Film: 'The Blue Umbrella'; Cast: Pankaj Kapur, Shreya Sharma; Director: Vishal Bharadwaj; Ratings: ***
There's a quaint wintry feeling to Vishal Bharadwaj's new film that comes not from knowing-it-all about filmmaking (and god knows, after 'Maqbool' and 'Omkara', he is qualified enough to strut around as a know-all) but from entering the dark tunnel of non-knowing, to explore an uncharted territory and emerge into a light that's illuminating and un-experienced.
This is the spirit in which Bharadwaj in his new film enters the world of the child Biniya, played by Shreya Sharma who is as brilliant as Shweta Prasad was in his other film about the unpredictable fantasy world of the young in 'Makdee'. 'The Blue Umbrella' is about the world of the young but not a film about children at all.
What is 'The Blue Umbrella' about - a fragile fable, a deep exploration of the relationship between fantasy and childhood or a treatise on the bonding sometimes bordering on interchangeable between the very young and the very old?
'Blue Umbrella' is all of that, plus a lot more.
The film's delicately perched theme and baby-soft mood, largely brought on by the mellow and cold textures of Dalhousie's hilly climate, are bolstered by some genuinely lucid, near-lyrical photography by Sachin Kumar Krishnan.
To see the little girl romping in the rain-soaked valleys with her newly acquired blue umbrella is a sight reminiscent of images out of Vittorio de Sica or Satyajit Ray's early works.
The director isn't blown away by the visual and lyrical powers bequeathed to him by a team and theme that create a dreamscape out of the muted mellow resources of Ruskin Bond's novella.
Through sharply drawn vignettes and a razor-acute humour, Bharadwaj builds up a gradual momentum in the narration as the umbrella becomes a stalking point between little Biniya and the village crank Nandkishore Khatri (Pankaj Kapur) who covets the girl's umbrella and finally disgraces himself by stealing it.
The frail and tender film's finest moments come towards the end when the old man is ridiculed and ostracised by the village for his ostensibly petty theft.
Pankaj brings a magnificent yet mirthful eloquence to his crabby greedy old man's role.
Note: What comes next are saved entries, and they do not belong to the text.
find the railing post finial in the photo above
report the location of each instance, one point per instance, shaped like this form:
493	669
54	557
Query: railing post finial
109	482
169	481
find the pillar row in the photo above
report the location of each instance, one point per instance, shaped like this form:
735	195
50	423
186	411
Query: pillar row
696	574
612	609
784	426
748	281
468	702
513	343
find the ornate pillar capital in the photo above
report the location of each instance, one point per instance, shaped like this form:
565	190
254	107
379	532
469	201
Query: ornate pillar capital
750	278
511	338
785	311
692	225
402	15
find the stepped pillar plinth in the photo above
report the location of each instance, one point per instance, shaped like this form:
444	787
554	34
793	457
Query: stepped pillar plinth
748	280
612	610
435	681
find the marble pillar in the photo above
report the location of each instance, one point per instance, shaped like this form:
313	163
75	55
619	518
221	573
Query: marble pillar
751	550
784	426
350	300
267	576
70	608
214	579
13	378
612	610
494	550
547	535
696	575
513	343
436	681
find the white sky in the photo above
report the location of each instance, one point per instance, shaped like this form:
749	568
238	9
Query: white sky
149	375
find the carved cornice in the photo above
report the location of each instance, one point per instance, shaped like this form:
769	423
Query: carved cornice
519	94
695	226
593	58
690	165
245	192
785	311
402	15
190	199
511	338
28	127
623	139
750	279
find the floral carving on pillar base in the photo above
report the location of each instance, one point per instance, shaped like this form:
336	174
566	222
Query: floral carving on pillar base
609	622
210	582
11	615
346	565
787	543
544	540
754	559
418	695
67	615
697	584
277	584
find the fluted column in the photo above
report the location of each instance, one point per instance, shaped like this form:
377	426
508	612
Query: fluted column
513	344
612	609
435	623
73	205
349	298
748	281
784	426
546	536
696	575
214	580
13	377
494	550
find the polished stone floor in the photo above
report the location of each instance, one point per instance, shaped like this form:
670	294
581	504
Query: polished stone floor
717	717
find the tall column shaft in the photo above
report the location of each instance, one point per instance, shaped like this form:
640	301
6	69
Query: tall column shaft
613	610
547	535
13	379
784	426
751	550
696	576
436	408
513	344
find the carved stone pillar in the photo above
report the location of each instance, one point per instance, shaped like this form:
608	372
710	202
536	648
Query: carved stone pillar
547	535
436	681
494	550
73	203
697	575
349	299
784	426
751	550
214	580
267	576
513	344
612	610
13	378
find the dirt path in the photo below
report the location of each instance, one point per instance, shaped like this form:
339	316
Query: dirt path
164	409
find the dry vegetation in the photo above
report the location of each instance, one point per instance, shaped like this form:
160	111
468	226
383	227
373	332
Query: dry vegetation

It's hard to imagine 'The Blue Umbrella' working without his presence. The actor vanishes into the umbrella-thief's role with the stealth of a well-oiled thief stealing into a room filled with priceless treasures.
And what a booty Pankaj and Bharadwaj emerge with! Don't let the intimate smallness of the presentation lull you into believing this to be minor film.
'The Blue Umbrella' talks of layers upon layer of existential dilemma. It goes into areas of human foibles where the camera generally has no access. We see the old man's startling solitude in the snow-capped landscape with the fearful clarity of life looking at death.
The film's most treasured sequence is the one where the little girl returns to Khatri's deserted tea stall - humours him by buying stuff and then quietly leaves the tell tale umbrella on his counter.
Here, more than anywhere else in the richly tapestried story of hankering and pain, the umbrella, blue or otherwise, emerges as a metaphor for dreams... pursued, found and fugitive.
There's an enigmatic silence enveloping the heart of this peculiar tale, a silence that's as hard to pierce, as it is to define.
But the tone of timelessness is heard all through. You can't miss being under this 'Umbrella' without missing out on a vital point on the raison d'etre of cinema.
This film had to be made because the story of the old man, the little girl and the umbrella that bonds them waited to be told by a raconteur who could capture the wispy mood of the plot without losing the gossamer threads that bind human emotions to a much larger truth than visible to the camera's eye.